Рейнира не ответила, как обычно не знают, что отвечать во время похорон близкого человека, потому что растерянность и нежелание верить в произошедшее оказываются сильнее. Протянув руки, она обняла родную младшую сестру. И жест этот оказался таким неожиданным, что Визерья застыла на месте, не зная, что делать.
— Ты сильно выросла.
Когда они покидали Дрифтмарк, между Визерьей и Рейнирой остались недосказанности, чувствовавшиеся как невидимая, липкая паутина на теле. Прохладный ветер острова не смёл ее ни с кого.
— Я знаю, ты добрая девочка, Визерья. Но твоим мягким сердцем пользуется Алисента, вытягивает из него всё самое прекрасное, выдавливает желчь, — вынесла ложный вывод Рейнира, прощально обнимая младшую сестру.
«Ничего ты обо мне не знаешь», — подумала Визерья и сдержала усмешку, появившуюся из-за слов Рейниры, ничего не ответив ей на эти предъявления. Пусть и дальше так думает. В то же время стыд перед ней пронизывал Визерью. Возможно, сестра когда-нибудь простит ее, но точно уж никогда не забудет того, как оказалась преданной родной кровью.

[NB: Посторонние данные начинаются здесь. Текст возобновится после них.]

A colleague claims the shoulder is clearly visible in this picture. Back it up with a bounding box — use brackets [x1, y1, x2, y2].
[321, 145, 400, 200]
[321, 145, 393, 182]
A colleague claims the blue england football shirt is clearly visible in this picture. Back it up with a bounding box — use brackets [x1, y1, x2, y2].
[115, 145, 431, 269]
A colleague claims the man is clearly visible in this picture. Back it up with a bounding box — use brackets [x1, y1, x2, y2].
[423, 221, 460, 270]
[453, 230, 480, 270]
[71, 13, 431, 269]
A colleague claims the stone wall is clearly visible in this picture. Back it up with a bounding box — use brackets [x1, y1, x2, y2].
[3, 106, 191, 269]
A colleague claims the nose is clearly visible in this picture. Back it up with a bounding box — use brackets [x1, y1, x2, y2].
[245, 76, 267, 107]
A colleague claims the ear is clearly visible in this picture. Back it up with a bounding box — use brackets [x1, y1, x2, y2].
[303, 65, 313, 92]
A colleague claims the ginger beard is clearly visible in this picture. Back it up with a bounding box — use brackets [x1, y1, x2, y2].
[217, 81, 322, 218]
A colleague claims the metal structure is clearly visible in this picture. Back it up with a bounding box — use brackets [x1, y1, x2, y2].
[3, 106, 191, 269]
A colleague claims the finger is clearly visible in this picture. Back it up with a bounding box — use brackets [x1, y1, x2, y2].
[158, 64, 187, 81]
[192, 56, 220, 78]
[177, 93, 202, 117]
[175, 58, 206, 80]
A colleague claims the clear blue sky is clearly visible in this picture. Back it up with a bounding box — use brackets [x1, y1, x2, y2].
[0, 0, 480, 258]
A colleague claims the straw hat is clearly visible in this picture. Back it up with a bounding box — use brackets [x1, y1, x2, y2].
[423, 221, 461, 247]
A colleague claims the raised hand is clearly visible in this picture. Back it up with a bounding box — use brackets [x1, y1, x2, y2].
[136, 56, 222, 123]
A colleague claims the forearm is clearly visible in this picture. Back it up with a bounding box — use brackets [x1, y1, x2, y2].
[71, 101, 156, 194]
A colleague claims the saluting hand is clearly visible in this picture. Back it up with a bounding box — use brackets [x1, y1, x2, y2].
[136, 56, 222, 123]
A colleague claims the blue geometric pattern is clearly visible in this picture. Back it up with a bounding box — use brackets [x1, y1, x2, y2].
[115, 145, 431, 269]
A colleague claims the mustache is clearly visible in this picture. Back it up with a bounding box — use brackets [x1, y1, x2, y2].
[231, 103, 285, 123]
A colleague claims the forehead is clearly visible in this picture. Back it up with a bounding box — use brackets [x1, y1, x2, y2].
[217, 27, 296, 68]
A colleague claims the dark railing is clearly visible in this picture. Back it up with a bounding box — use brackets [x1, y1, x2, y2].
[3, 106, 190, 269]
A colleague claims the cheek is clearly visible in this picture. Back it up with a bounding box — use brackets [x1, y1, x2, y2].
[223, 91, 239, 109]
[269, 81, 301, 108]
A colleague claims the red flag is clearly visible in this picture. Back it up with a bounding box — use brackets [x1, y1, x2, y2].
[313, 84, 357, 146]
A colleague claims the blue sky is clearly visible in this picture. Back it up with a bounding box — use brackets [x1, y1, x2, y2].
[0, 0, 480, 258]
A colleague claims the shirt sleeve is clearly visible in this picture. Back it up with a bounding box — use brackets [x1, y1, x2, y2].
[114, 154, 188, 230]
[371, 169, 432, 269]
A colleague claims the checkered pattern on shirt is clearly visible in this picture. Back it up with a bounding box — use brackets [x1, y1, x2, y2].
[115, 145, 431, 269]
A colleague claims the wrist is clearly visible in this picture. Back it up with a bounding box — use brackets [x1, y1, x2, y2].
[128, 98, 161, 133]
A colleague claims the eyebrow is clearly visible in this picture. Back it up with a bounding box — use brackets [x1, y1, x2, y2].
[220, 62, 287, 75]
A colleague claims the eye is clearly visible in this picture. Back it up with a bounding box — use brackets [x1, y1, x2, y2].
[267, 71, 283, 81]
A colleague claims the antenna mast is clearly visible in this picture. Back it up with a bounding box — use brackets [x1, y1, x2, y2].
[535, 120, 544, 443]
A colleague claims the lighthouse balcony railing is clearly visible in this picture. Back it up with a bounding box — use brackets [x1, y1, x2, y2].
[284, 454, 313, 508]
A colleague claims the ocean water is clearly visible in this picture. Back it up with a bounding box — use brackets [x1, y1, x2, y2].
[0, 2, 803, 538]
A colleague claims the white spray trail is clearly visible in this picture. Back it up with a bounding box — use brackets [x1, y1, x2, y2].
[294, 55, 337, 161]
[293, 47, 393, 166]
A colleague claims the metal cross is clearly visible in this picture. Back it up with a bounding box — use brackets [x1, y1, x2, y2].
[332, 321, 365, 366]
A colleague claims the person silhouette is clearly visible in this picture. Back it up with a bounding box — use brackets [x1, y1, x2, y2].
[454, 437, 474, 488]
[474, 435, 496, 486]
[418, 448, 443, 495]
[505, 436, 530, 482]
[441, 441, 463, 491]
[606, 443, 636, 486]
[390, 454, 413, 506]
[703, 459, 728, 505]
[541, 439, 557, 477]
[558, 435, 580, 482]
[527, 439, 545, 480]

И стоя теперь перед входом в Драконье Логово, ожидая своего друга сердечного, Визерья глядела на огромную Вхагар, которая появлялась среди темно-голубого неба и затем снова уплывала внутрь высоких да пушистых облаков. Ее зоркий глаз видел, с каким усердием управлял ею Эймонд, вкладывая все свои силы. Ему будет сложно с ней.
Владение драконом изменило Эймонда от кончиков волос до пят ног, пропитав каждую частичку его тела и души непревзойденной храбростью, уверенностью и ещё большей дерзостью. Ранее злобный, вялый мальчик, поддававшийся в положение жертвы, теперь не шел плакать в юбку матери, а спешил проучить каждого, кто смел пятнать его честь. Визерье думалось, что потеря глаза также сказалась на добавившейся агрессии.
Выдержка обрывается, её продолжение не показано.